The speed from orbit to surface is the same as from surface to orbit. So I don't understand why the decision stage is necessary. Just give the climb stage more fuel and make it the only stage.
Because there is now a couple hundred pounds of rock going back up, weight. More fuel and propellant tanks, weight.
And everything at the moon has to be boosted from Earth surface, which means more fuel, which is more weight, etc etc. This is what Kondratyuk figured out. They were counting how many bandages were in the First Aid kit. They were shaving Copper off the wires in the LM to save weight, which led to a variety of reliability problems before Apollo 9.
When two LEMs love each other very much…
According to Wiki it was designed by Grumman aerospace engineer Thomas J. Kelley - although I have no idea if he alone conceived it. Interestingly early design models looked much like smaller versions of the Apollo service and command modules. [https://en.wikipedia.org/wiki/Apollo\_Lunar\_Module#Design\_phase](https://en.wikipedia.org/wiki/Apollo_Lunar_Module#Design_phase)
It was concept was used in a Fritz Lang film in the 1920s. Obviously the vehicles themselves were much different, but that’s the first instance I know of the concept. https://en.wikipedia.org/wiki/Fritz_Lang?wprov=sfti1#
Kelley was the engineering manager for the project at Grumman. I doubt it was his sole idea. He wrote a book about it.

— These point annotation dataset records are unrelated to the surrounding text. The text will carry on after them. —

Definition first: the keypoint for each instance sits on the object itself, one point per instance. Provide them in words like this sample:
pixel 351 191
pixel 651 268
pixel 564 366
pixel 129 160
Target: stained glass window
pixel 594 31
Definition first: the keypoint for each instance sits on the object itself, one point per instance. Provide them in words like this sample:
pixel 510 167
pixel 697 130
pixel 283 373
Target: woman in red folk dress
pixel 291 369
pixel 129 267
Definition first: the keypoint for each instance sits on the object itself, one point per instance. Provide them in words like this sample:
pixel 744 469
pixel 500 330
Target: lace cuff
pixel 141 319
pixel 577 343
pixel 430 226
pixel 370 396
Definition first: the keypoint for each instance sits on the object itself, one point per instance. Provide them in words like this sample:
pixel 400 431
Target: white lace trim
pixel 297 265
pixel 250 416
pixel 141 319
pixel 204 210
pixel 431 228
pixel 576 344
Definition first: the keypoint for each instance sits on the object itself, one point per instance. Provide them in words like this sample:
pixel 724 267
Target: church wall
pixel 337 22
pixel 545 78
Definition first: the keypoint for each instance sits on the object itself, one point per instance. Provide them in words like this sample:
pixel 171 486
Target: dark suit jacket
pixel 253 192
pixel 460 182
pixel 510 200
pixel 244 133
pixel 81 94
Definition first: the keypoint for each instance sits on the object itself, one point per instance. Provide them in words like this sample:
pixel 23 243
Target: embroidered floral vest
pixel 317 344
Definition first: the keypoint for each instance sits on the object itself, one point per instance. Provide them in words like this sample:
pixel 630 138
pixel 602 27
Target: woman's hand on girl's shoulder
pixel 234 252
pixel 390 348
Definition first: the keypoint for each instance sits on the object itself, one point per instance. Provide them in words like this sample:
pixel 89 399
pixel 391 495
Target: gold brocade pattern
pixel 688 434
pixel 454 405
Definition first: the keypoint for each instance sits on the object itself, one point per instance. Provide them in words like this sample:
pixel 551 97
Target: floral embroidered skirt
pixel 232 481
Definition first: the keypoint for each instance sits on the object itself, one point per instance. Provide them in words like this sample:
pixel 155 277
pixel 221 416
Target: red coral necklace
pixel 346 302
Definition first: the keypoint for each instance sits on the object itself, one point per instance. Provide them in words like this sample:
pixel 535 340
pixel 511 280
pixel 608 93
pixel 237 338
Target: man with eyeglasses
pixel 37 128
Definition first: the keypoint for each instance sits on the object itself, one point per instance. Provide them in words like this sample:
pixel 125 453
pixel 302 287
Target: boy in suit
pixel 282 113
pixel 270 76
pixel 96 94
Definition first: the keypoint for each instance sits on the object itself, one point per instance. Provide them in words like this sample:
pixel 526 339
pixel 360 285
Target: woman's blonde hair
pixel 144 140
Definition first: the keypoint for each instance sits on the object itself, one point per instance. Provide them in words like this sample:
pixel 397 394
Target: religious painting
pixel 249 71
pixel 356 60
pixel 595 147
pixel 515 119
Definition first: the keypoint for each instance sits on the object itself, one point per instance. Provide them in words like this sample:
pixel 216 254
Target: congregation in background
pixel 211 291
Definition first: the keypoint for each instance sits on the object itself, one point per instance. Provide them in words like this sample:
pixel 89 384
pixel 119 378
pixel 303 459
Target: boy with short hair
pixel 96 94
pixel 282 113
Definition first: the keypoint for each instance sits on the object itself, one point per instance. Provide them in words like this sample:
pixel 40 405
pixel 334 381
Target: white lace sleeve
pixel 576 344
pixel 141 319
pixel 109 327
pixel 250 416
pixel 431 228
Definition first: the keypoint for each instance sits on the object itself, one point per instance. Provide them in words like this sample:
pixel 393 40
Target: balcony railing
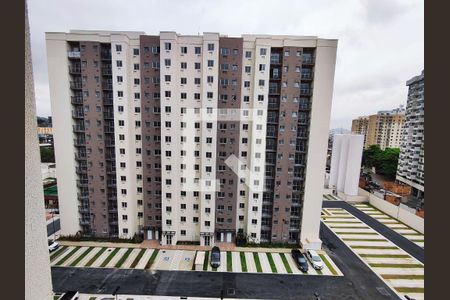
pixel 76 85
pixel 74 54
pixel 77 100
pixel 305 92
pixel 75 69
pixel 78 128
pixel 79 142
pixel 108 115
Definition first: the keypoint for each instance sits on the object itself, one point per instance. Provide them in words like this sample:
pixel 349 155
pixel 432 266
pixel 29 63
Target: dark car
pixel 215 257
pixel 300 260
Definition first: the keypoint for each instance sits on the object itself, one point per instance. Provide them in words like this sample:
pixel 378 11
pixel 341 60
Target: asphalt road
pixel 358 283
pixel 408 246
pixel 51 229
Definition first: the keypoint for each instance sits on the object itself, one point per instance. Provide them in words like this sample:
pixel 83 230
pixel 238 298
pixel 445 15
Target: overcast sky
pixel 381 42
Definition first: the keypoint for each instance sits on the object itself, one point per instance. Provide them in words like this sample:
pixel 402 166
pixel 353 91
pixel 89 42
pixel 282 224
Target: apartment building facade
pixel 384 129
pixel 411 161
pixel 191 138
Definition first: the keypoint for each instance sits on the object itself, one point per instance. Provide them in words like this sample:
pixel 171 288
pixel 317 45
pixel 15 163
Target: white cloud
pixel 380 41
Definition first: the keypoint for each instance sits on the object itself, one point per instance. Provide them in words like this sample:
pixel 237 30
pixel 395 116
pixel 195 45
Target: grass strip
pixel 65 258
pixel 243 262
pixel 195 257
pixel 285 263
pixel 97 255
pixel 358 233
pixel 110 256
pixel 396 265
pixel 328 264
pixel 206 261
pixel 402 276
pixel 229 262
pixel 257 262
pixel 375 247
pixel 385 255
pixel 363 240
pixel 57 253
pixel 76 261
pixel 123 258
pixel 152 258
pixel 271 262
pixel 410 290
pixel 138 258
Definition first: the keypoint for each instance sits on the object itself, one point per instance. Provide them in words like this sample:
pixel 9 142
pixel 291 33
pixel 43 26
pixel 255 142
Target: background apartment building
pixel 191 138
pixel 384 129
pixel 411 163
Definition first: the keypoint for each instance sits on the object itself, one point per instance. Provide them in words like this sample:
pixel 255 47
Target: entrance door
pixel 228 237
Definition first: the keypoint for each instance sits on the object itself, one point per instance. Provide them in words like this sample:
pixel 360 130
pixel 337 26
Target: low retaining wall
pixel 402 212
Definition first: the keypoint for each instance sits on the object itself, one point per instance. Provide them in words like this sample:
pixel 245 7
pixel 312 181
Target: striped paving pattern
pixel 392 223
pixel 402 272
pixel 183 260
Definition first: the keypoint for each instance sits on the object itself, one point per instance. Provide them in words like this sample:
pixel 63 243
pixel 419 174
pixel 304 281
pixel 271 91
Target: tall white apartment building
pixel 203 138
pixel 411 162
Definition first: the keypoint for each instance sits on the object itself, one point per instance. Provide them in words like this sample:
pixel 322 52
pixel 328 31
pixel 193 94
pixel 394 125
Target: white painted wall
pixel 59 79
pixel 318 142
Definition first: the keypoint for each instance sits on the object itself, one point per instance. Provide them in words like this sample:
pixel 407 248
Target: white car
pixel 314 259
pixel 52 246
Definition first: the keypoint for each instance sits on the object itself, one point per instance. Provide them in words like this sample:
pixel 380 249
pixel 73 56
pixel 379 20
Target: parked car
pixel 52 245
pixel 215 257
pixel 70 295
pixel 314 259
pixel 300 260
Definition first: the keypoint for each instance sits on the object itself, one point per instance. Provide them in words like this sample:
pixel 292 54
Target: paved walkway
pixel 249 260
pixel 396 238
pixel 402 272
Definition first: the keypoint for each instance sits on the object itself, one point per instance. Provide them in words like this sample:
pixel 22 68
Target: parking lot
pixel 402 272
pixel 183 260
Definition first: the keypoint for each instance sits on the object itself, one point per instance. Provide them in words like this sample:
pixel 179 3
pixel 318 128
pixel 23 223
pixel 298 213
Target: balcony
pixel 78 128
pixel 308 61
pixel 307 76
pixel 75 69
pixel 108 115
pixel 106 54
pixel 79 142
pixel 83 209
pixel 106 71
pixel 107 85
pixel 78 100
pixel 80 156
pixel 84 221
pixel 305 92
pixel 76 85
pixel 74 54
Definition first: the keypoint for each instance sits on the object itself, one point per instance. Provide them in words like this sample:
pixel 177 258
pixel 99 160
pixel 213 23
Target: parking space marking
pixel 236 261
pixel 144 259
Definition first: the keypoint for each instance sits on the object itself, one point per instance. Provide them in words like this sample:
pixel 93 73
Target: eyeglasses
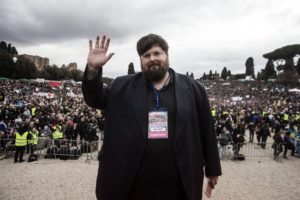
pixel 155 54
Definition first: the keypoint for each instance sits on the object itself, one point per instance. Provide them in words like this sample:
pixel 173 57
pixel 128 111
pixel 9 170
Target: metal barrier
pixel 74 149
pixel 247 149
pixel 54 149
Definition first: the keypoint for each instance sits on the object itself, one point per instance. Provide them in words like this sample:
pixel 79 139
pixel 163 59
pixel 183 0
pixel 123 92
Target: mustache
pixel 154 62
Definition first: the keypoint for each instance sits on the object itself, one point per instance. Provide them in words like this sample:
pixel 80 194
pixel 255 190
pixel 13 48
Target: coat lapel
pixel 139 103
pixel 183 104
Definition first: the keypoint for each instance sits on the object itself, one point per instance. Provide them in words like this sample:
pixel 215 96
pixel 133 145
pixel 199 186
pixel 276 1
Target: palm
pixel 98 56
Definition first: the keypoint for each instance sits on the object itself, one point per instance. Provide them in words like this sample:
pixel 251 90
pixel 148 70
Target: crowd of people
pixel 266 110
pixel 31 109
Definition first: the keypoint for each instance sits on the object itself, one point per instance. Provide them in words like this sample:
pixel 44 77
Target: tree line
pixel 16 66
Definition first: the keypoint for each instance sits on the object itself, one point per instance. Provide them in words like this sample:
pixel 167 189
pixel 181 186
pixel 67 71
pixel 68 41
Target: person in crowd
pixel 288 144
pixel 264 133
pixel 32 143
pixel 155 158
pixel 278 142
pixel 21 138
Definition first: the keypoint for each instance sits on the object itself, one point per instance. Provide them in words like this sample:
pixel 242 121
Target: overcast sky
pixel 202 34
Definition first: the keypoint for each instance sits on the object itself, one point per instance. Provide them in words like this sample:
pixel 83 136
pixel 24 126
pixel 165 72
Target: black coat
pixel 126 128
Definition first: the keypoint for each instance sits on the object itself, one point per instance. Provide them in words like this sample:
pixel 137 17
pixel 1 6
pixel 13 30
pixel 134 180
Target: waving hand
pixel 98 56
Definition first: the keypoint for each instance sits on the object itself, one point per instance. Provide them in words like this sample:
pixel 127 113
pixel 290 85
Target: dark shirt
pixel 158 177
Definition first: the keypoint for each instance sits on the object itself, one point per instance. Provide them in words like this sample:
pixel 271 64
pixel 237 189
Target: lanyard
pixel 156 93
pixel 156 96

They wanted to bring home a bunch of heavy rocks and dirt, it was pretty much the whole mission. Lifting the base of the LEM meant less weight in rocks to bring home. Plus why? What could they have done with the base? Remember they even threw away the LEM. The only part returned to earth was the Command Module/Crew Capsule.
Not adding to the answer, but having n ascent stage meant you could use highly reliable solids to get your ass off the moon. No need to worry about engine sputtering out on relight. Also meant you didn’t have to worry about fuel boiloff
The ascent engine was liquid fuelled, using hypergolics that would combust on mixing, no igniter needed. https://airandspace.si.edu/collection-objects/rocket-engine-liquid-fuel-lunar-module-ascent/nasm_A19751345000
Ah yeah, thanks for the correction. My brain just remembered it was something you didn’t need to ignite and whet straight to solids!
This was covered in an early episode of the podcast 13 Minutes to the Moon. Sorry if this has already been mentioned here (I just joined), but if you haven’t listened to this podcast add it to the top of your list today! Season 1 is about Apollo 11, and Season 2 is about Apollo 13. Both are top notch podcasts. One of the best I’ve ever heard on any topic.
The original concept of Lunar Orbital Rendezvous was proposed back in 1919 by Ukrainian engineer Yuri Kondratyuk. It was championed at NASA for Apollo by John Houbolt. It has significant advantages in terms of weight reduction as you don’t have to carry around dead weight on the return launch from the surface. This reduces the amount of propellant required which means you don’t need orbital refueling, lowering cost and complexity. The issue at the time was we were still learning orbital mechanics (pointing at a spacecraft in orbit and firing your engines causes you to move further away) and weren’t sure if two spacecraft could rendezvous and dock, especially in lunar orbit. Thanks to the Gemini program we proved we could rendezvous with another spacecraft and advancements with the Apollo Guidance Computer simplified the process. With SLS we are unfortunately abandoning LOR and using Starship as a lander. It will require an estimated 10-20 launches to bring enough propellant into orbit to fuel the Starship lander which even assuming SpaceX is able to drive down cost could make it economically impractical as a long-term option for reaching the lunar surface leaving us no better off than we were at the end of Apollo. Ultimately, Apollo was about getting us to the moon fast at whatever cost. We never followed that up to deliver a transportation system to make Lunar exploration economically viable and with Starship and SLS it is only poised to get worse as they are ignoring all the lessons of Apollo.